Mirando fijamente al subastador, solo podía pensar en abalanzarme sobre él y despojarlo de su corazón tal como él le había pedido que le despojaran de su vestido.
Cuando el frenesí llegó a su punto máximo, dejé que mi voz atravesara el caos.
"Cien mil lingotes de oro".
La multitud se quedó paralizada ante mi puja.
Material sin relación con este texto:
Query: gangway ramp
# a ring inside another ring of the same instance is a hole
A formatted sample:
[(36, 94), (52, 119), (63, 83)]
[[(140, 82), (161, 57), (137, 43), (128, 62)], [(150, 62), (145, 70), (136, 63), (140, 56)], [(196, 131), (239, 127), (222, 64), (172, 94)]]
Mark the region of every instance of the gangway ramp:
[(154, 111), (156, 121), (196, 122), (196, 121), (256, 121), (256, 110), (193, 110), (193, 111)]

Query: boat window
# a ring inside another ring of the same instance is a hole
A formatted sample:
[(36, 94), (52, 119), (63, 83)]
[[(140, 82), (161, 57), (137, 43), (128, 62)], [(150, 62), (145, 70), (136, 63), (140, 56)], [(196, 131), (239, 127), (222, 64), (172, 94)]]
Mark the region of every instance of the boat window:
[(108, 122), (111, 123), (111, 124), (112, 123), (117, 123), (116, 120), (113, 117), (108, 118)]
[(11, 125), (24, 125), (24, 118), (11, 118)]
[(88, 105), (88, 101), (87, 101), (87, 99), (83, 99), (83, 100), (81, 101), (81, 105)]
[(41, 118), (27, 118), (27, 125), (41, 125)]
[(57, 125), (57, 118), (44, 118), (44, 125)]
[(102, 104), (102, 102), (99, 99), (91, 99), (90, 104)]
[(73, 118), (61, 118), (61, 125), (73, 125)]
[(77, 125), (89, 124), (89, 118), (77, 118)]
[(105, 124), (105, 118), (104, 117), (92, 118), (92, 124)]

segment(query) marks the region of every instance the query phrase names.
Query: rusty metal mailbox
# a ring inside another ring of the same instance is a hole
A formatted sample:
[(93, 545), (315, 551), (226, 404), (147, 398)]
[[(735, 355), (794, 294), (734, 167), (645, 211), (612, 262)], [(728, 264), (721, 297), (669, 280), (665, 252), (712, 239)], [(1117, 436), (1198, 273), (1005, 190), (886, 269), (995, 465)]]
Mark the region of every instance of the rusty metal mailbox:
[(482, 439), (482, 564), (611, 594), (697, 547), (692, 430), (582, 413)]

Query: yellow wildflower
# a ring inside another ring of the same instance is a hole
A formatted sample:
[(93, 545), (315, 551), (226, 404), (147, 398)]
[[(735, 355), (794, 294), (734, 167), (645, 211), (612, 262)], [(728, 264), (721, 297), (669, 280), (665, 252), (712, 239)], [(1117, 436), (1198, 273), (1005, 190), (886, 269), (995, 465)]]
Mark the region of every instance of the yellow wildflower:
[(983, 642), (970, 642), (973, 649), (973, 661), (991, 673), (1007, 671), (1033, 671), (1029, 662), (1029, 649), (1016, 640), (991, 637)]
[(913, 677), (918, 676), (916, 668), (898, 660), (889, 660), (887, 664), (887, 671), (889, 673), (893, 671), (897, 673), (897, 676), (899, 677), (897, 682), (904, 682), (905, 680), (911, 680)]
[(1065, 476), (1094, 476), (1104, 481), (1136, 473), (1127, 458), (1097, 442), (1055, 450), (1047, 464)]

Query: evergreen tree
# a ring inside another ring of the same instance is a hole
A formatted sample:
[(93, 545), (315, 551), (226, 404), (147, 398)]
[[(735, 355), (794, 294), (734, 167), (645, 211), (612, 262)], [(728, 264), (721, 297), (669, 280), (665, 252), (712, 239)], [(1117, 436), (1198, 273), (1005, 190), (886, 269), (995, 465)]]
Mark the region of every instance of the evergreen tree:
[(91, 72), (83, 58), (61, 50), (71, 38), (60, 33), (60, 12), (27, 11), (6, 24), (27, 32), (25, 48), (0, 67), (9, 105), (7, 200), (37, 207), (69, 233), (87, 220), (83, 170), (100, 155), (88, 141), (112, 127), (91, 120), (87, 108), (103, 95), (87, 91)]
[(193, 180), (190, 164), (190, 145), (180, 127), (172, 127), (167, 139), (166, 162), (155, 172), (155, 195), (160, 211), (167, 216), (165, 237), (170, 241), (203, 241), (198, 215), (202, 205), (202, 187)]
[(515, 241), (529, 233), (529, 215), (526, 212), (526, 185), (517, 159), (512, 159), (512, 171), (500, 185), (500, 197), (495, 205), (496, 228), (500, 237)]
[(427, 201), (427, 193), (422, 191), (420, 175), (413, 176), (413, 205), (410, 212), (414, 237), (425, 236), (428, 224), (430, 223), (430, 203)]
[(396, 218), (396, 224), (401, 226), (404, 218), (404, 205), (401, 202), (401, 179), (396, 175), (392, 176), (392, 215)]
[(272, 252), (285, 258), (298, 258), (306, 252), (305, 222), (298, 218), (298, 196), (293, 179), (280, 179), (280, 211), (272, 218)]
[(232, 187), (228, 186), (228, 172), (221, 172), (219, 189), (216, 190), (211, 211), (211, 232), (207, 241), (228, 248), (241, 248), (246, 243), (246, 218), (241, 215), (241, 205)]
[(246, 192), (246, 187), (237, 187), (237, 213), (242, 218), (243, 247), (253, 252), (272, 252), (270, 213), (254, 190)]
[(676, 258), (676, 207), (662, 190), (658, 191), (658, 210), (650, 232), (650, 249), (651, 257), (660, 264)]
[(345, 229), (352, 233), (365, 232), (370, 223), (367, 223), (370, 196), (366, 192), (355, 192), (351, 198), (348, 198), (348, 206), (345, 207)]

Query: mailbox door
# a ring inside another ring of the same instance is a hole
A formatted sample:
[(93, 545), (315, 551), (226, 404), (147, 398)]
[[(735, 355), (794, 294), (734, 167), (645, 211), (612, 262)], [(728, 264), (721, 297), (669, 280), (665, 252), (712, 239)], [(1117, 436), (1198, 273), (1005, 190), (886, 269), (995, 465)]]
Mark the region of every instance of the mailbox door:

Cayó una copa y el vino tinto se derramó por la tierra como sangre.
La mandíbula del subastador se aflojó. "¿Cien... mil?"
Di un paso adelante, pero no lo suficiente como para que la luz me iluminara. "El doble, doscientos mil".
La multitud se abalanzó con incredulidad, pero nadie se atrevió a pujar más.
"¡Vendida!", gritó el subastador, dando un golpe con el mazo para sellar la compra.
Uno de mis guardias fue a por ella y, cuando me la trajeron, la guié fuera de la sala.
Mi loba me arañó, exigiendo que la reclamara, la protegiera y derribara a cualquiera que la hubiera lastimado.
Una vez afuera, me quité la capa para envolverla, pero antes de que mis dedos pudieran rozar su piel, se movió.
Su mano se abalanzó hacia adelante, agarrando la mía. La sacudida del vínculo me recorrió con fuerza, un fuego abrasando mis venas.
Y entonces, me hizo girar hasta que nos encontramos cara a cara en la oscuridad.
"Recházame", dijo con voz firme y afilada como una espada.
Por un momento, me quedé sin aliento. Creí haber oído mal, pero su agarre se hizo más fuerte y su mirada era feroz.
"Recházame", repitió.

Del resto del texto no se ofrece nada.